O luto pela perda de alguém talvez seja a mais íntima e sofrida das dores. É também a mais comum e a menos reconhecida delas. De todas as crises que povoam a vida das pessoas, a morte de alguém querido é a que demanda mais tempo e energia para ser aceita.
Por tudo isso, o luto é também a crise que mais deixa sequelas. Para compreender esse momento e ajudar pessoas que estão passando por ele, a PUC (Pontifícia Universidade Católica) de São Paulo criou o Lelu, Laboratório de Estudos e Intervenção sobre o Luto.
O serviço faz parte do Programa de Estudos de pós-graduação em Psicologia Clínica da universidade. Uma dúzia de profissionais se dedica ao programa, que tem o apoio da Fapesp, Fundo de Apoio à Pesquisa do Estado de São Paulo.
Em outra frente, o Grupo Pela Vidda -que trabalha com pessoas com a Aids- está ``enfrentando'' a morte com colchas coloridas.
Usando retalhos de tecidos, parentes e amigos homenageiam os mortos com temas que marcaram suas vidas (leia texto na pág. 7).

Mortos no shopping
O Lelu tem três frentes de trabalho. Uma delas é o atendimento clínico oferecido aos pacientes enlutados. São psicoterapias breves que duram de três meses a um ano.
Entre os atendidos estão pessoas que perderam familiares na explosão do shopping de Osasco e na queda do avião da Tam. Há mulheres que sofreram aborto, mães que perderam filho ou crianças que ficaram sem o pai ou a mãe.

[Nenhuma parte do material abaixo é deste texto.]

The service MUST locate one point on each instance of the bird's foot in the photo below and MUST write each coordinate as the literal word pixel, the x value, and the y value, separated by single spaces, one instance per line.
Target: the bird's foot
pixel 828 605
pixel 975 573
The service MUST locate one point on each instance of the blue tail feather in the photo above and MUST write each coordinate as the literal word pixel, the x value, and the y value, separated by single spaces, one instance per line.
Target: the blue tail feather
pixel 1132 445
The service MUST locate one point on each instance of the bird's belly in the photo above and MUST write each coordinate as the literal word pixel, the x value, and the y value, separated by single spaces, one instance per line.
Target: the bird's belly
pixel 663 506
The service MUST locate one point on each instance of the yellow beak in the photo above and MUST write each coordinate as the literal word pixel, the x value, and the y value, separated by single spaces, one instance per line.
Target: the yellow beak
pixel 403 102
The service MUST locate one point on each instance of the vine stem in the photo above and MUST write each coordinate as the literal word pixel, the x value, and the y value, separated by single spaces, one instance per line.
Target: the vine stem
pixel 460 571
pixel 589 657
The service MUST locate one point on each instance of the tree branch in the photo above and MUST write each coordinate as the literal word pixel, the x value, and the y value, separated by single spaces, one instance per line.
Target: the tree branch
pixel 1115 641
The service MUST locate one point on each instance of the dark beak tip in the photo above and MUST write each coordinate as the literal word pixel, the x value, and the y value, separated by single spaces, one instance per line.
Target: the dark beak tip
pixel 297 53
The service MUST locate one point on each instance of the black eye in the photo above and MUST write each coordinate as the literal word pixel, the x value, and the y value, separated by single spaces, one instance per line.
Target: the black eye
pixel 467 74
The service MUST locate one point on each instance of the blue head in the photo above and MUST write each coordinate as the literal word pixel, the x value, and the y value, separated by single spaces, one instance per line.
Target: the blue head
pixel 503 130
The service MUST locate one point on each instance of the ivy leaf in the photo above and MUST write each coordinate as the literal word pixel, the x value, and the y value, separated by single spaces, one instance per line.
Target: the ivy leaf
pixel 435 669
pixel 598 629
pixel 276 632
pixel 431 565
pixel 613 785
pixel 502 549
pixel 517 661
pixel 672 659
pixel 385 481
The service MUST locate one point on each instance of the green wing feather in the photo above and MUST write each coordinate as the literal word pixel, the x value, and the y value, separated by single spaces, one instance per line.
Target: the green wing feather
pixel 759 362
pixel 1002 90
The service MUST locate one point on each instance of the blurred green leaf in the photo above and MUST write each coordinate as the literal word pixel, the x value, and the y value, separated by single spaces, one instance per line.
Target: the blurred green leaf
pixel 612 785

Outra frente é a preparação de profissionais que se defrontam com a morte com mais frequência. O terceiro trabalho é de pesquisa: entender como as pessoas reagem nas situações de perda.
Uma das constatações é que as pessoas não estão tendo nem se dando o direito de enlutar-se. ``O luto lembra a morte, e as pessoas lidam mal com a morte'', diz Maria Helena Bromberg, psicoterapeuta e coordenadora do Lelu.
Num final de século onde tudo é previsível, onde o homem controla a máquina e a natureza, a morte parece um acontecimento fora de lugar, diz a coordenadora do Lelu.
No entanto, 180 pessoas morrem por dia na cidade de São Paulo. Foram 65 mil mortes no ano passado, segundo a prefeitura. Somados os familiares e amigos, 1 milhão de pessoas vivem o luto por ano.
A profundidade da dor de cada um depende do grau dessa perda, diz Maria Helena. A mais difícil de ser elaborada é a de um filho.
``Porque o normal é que os pais sejam enterrados pelos filhos, e não o contrário'', diz. A maioria dessas mortes ocorre de forma violenta e inesperada, o que aumenta mais a dor da perda.
Só em São Paulo ocorrem cerca de 25 mortes violentas por dia. Treze pessoas são assassinadas a cada 24 horas, cinco morrem no trânsito. No ano passado, 506 pessoas se mataram na cidade. O suicídio de um filho é considerado uma dor inconsolável.
Os pesquisadores dizem que a morte de alguém próximo marca tanto que a pessoa não será mais a mesma. ``O luto é uma transição psicossocial'', diz Maria Helena.
``Se bem elaborado, o luto será positivo para o desenvolvimento pessoal. A viúva que ficou só, tendo que administrar a casa e os filhos, vive uma fase dolorosa. Mas, enfrentando isso, ela vai crescer.''
Um dos grupos do Lelu é voltado para casais que querem adotar um filho porque perderam um, por causa de um aborto ou por problemas de fertilidade. ``A terapia pode ajudar a tornar mais saudável a substituição de um filho por um outro'', diz Gabriela Casellato, psicoterapeuta do grupo.